The 12 verses of "Crown Him with Many Crowns"

  • Sep 16, 2009
  • Our church has been focusing on the hymn "Crown Him with Many Crowns" for the month of September. There is some interesting background connected to this hymn, including how there got to be 12 verses.

    The song was originally penned in 1851 by Matthew Bridges (1800-1894), a former Anglican turned Catholic. Bridges wrote six stanzas, based upon Revelations 19:12, “...and on His head were many crowns.”

    Godfrey Thring (1823-1903) was a devout Anglican clergyman who was concerned that this popular hymn was allowing Catholic theology to be sung by protestant congregations. And so he wrote six new verses.

    The 12 stanzas have been mixed and matched down through the years. Interestingly, of the six verses most commonly appearing in hymnals today, three were written by Bridges and three by Thring.

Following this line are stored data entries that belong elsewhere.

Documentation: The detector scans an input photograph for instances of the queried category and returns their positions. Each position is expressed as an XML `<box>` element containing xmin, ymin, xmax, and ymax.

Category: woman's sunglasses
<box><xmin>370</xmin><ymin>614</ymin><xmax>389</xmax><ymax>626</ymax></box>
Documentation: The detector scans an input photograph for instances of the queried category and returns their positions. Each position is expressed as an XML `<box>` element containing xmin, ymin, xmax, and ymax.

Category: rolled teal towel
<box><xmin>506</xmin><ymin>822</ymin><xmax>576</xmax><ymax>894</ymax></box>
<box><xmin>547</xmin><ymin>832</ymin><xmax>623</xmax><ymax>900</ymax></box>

    Crown Him with Many Crowns — Bridges (1851):

    Crown Him with many crowns,
    The Lamb upon His throne;
    Hark! how the heavenly anthems drowns
    All music but its own:
    Awake, my soul, and sing
    Of Him who died for thee,
    And hail Him as thy matchless King
    Through all eternity.

    Crown Him the Virgin’s Son!
    The God Incarnate born,—
    Whose arm those crimson trophies won
    Which now His brow adorn!
    Fruit of the mystic Rose
    As of that Rose the Stem:
    The Root, whence mercy ever flows,—
    The Babe of Bethlehem!

    Crown Him the Lord of peace!
    Whose power a scepter sways,
    From pole to pole,—that wars may cease,
    Absorbed in prayer and praise:
    His reign shall know no end,
    And round His pierced feet
    Fair flowers of paradise extend
    Their fragrance ever sweet.

    Crown Him the Lord of love!
    Behold His hands and side,—
    Rich wounds, yet visible above,
    In beauty glorified:
    No angel in the sky
    Can fully bear that sight,
    But downward bends his burning eye
    At mysteries so bright!

    Crown Him the Lord of years!
    The Potentate of time,—
    Creator of the rolling spheres,
    Ineffably sublime!
    Glassed in a sea of light,
    Where everlasting waves
    Reflect His throne,—the Infinite!
    Who lives,—and loves—and saves.

    Crown Him the Lord of heaven!
    One with the Father known,—
    And the blest Spirit, through Him given
    From yonder triune throne!
    All hail! Redeemer,—Hail!
    For Thou hast died for me;
    Thy praise shall never, never fail
    Throughout eternity!

    Crown Him with Many Crowns — Thring (1874):

    Crown Him with crowns of gold,
    All nations great and small,
    Crown Him, ye martyred saints of old,
    The Lamb once slain for all;
    The Lamb once slain for them
    Who bring their praises now,
    As jewels for the diadem
    That girds His sacred brow.

    Crown Him the Son of God
    Before the worlds began,
    And ye, who tread where He hath trod,
    Crown Him the Son of man;
    Who every grief hath known
    That wrings the human breast,
    And takes and bears them for His own,
    That all in Him may rest.

    Crown Him the Lord of light,
    Who o’er a darkened world
    In robes of glory infinite
    His fiery flag unfurled.
    And bore it raised on high,
    In heaven-in earth-beneath,
    To all the sign of victory
    O’er Satan, sin, and death.

    Crown Him the Lord of life
    Who triumphed o’er the grave,
    And rose victorious in the strife
    For those He came to save;
    His glories now we sing
    Who died, and rose on high.
    Who died, eternal life to bring
    And lives that death may die.

    Crown Him of lords the Lord,
    Who over all doth reign
    Who once on earth, the incarnate Word,
    For ransomed sinners slain,
    Now lives in realms of light,
    Where saints with angels sing
    Their songs before Him day and night,
    Their God, Redeemer, King.

    Crown Him the Lord of heaven,
    Enthroned in worlds above;
    Crown Him the King, to whom is given
    The wondrous name of Love,
    Crown Him with many crowns,
    As thrones before Him fall.
    Crown Him, ye kings, with many crowns,
    For He is King of all.


    Anonymous said...

    Will we get to sing Bridges' second verse at Christmas?!

    Troy Friesen said...

    I definitely see the link to Christmas in this verse but the language is so coded and "mystic", to use one of it's own words, that I think it would be difficult for people to sing with understanding. I keep re-reading it myself and still am not sure I'm understanding all the symbolism and poetic language.

    Anonymous said...

    Hmm, now look at November's Hymn of the Month. Maybe we don't always sing what we fully understand, ?!